# Thread: Angular Velocity

1. ## Angular Velocity

Need help on this please folks, it has got me stumped.

1. 1. A body of mass m kg is attached to a point by string of length 1.25m. If the mass is rotating in a horizontal circle 0.75m below the point of attachement, calculate its angular velocity.

2. If the mass rotates on a table, calculate the force on the table when the speed of rotation is 25rpm and the mass is 6kg.

2. Originally Posted by DanBrown100
1. 1. A body of mass m kg is attached to a point by string of length 1.25m.

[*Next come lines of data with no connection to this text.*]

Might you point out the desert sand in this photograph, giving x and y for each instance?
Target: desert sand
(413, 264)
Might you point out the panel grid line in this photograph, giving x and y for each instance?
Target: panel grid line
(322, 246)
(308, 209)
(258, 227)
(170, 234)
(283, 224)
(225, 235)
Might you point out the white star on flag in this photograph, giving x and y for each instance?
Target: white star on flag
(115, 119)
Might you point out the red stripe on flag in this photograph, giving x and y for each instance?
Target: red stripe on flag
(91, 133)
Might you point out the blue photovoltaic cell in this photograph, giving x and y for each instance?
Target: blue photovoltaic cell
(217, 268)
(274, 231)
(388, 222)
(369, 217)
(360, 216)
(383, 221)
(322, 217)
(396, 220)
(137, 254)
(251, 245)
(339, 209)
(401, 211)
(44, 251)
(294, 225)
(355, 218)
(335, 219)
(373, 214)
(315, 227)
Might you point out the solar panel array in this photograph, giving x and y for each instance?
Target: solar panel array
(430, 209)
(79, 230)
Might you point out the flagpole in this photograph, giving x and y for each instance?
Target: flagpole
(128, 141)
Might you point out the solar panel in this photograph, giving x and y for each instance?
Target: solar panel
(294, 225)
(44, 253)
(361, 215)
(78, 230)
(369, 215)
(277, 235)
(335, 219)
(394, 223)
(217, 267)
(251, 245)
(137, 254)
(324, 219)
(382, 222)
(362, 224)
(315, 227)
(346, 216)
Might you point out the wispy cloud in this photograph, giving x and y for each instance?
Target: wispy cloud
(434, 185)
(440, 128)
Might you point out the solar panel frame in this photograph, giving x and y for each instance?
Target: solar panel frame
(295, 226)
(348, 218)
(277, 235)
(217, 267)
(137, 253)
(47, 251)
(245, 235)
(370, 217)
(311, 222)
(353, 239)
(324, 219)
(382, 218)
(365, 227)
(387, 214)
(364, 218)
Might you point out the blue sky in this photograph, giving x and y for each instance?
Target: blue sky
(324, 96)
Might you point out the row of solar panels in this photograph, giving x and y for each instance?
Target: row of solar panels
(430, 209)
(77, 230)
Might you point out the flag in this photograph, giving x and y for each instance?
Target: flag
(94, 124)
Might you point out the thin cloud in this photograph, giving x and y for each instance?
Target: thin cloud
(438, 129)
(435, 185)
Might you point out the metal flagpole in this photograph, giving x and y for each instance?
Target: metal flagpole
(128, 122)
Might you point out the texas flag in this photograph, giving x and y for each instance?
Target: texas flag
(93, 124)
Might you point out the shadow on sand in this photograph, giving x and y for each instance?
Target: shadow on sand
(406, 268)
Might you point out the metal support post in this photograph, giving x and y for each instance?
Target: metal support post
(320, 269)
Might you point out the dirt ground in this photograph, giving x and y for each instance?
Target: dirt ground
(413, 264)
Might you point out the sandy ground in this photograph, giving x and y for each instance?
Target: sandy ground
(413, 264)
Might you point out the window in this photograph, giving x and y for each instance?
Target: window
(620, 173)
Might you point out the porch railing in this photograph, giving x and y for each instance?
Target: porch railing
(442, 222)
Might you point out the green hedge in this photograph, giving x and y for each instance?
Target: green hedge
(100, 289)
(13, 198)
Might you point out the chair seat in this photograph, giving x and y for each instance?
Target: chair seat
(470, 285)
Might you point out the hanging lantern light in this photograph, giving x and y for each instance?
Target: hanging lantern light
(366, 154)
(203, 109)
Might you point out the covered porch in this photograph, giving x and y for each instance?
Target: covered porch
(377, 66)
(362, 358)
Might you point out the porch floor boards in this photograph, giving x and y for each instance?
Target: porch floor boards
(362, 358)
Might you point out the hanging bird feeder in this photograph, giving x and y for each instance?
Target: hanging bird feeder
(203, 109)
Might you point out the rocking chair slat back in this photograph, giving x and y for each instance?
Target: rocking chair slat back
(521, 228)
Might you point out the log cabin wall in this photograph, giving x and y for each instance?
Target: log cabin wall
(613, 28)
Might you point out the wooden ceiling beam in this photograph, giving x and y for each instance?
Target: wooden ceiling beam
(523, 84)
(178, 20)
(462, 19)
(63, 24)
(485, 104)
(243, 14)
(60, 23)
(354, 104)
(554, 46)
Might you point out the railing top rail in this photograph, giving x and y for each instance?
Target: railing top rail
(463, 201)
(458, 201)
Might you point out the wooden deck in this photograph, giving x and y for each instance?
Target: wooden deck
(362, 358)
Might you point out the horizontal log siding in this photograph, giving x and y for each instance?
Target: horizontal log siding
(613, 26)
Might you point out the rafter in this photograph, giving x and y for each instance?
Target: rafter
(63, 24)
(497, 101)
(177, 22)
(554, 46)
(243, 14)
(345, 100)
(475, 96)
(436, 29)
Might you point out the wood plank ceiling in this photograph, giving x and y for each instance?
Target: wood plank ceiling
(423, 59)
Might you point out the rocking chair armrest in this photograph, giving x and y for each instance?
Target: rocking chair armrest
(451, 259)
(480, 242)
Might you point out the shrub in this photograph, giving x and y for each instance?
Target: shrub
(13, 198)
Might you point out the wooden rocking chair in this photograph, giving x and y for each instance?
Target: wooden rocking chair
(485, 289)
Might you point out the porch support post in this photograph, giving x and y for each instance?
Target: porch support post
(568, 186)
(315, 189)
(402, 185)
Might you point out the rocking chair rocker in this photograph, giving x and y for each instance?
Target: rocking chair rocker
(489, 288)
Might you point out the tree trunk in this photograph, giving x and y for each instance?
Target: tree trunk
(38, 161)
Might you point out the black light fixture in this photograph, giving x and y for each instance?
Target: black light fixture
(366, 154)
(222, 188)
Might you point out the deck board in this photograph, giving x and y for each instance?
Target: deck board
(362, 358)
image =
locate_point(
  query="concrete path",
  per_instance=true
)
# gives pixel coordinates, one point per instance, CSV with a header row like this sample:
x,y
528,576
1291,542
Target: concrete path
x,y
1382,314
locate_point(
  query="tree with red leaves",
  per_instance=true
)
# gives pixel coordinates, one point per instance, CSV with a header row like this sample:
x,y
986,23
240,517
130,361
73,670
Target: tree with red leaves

If the mass is rotating in a horizontal circle 0.75m below the point of attachement, calculate its angular velocity.
you should be familiar with the forces acting on the "bob" (mass) of a conical pendulum ...

if $\displaystyle L = 1.25 \, m$ , $\displaystyle h = 0.75 \, m$, then $\displaystyle r = 1.0 \, m$

$\displaystyle T\cos{\theta} = mg$

$\displaystyle T\sin{\theta} = mr \omega^2$

you now have enough information to solve for $\displaystyle \omega$.

2. If the mass rotates on a table, calculate the force on the table when the speed of rotation is 25rpm and the mass is 6kg.
this part is not clear ... how are the string and pendulum bob oriented?

3. ## Re: Angular Velocity

Originally Posted by DanBrown100
Need help on this please folks, it has got me stumped.

1. 1. A body of mass m kg is attached to a point by string of length 1.25m. If the mass is rotating in a horizontal circle 0.75m below the point of attachment, calculate its angular velocity.

2. If the mass rotates on a table, calculate the force on the table when the speed of rotation is 25rpm and the mass is 6kg.
Part 2.

I assume for the second part that the radius of the circle is the same as in Part 1. The table supplies the extra force needed since the tension T will be reduced. The force the ball exerts on the table is equal in magnitude to the force the table exerts on the ball (but in the opposite direction).

Following what skeeter gave, you then have:

$\displaystyle T_2\sin{\theta} = m\,r\,{\omega_2}^2$

$\displaystyle T_2\cos{\theta} +F_T = mg$

$\displaystyle \omega_2=60\cdot 2\pi\cdot 25$  in units of radians per second.